Concern about whether or not nodes might cache plaintext is misguided, and
the answer is irrelevant, but I'll give you mine anyway. I can suggest no
way for a node to verify that a document it caches is not meaningful. An
image can probably be made statistically random yet still legible, thus
frustrating the best test I can imagine.

That answer is a waste of your time and mine for a frustratingly obvious
reason. If a node operator is responsible for verifying that files in his
cache are legal to possess or distribute (and this is, after all, the
premise of our debate), he'd have a far easier time doing it by checking
their search keys against a blacklist.

Encryption of the whole datastore and routing table is popularly held to be
a way to hide those troublesome search keys from the operator.

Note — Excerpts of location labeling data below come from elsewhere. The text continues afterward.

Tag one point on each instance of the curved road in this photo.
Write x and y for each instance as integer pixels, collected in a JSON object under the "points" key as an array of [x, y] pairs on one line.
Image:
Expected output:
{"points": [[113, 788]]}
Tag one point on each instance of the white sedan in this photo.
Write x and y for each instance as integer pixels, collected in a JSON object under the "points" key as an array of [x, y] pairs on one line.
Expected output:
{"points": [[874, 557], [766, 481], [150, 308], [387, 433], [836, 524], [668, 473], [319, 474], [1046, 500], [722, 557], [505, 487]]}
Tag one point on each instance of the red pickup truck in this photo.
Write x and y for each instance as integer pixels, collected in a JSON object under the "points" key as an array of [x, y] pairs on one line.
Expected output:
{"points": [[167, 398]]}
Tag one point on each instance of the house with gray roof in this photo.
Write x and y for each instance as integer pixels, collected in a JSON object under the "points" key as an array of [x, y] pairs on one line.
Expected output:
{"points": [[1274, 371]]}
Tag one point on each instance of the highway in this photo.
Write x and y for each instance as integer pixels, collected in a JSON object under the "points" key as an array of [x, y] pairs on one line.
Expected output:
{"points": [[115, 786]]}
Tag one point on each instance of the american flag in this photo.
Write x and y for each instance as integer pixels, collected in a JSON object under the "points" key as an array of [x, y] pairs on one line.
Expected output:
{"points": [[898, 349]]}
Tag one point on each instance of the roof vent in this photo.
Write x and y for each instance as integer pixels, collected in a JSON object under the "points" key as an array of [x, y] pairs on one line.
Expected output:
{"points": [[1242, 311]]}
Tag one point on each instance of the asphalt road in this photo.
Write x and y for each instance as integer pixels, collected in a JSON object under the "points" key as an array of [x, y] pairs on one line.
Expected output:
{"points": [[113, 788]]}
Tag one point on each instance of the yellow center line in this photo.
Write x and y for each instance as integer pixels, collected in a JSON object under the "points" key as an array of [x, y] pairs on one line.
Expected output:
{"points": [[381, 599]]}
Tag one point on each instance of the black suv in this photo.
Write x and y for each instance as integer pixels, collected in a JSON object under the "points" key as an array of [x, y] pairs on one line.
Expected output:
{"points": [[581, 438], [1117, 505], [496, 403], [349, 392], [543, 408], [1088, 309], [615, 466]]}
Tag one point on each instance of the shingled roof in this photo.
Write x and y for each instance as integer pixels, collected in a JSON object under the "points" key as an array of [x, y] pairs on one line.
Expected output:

Simply not
printing them would do that just as well, and, in any case, you'll have to
climb rather farther down the proverbial rabbit hole before any of that
nonsense should relieve him of whatever responsibilities he might have.

A few people will explain that potentially incriminating evidence may be
more easily destroyed by encrypting it and wiping the key. Unfortunately,
there would almost certainly be more evidence outside the datastore than in
it. Personally, I ascribe the phenomenon to encryption fetishists who should
themselves be encrypted perhaps six or seven feet beneath the earth. They'd
probably even endorse the idea.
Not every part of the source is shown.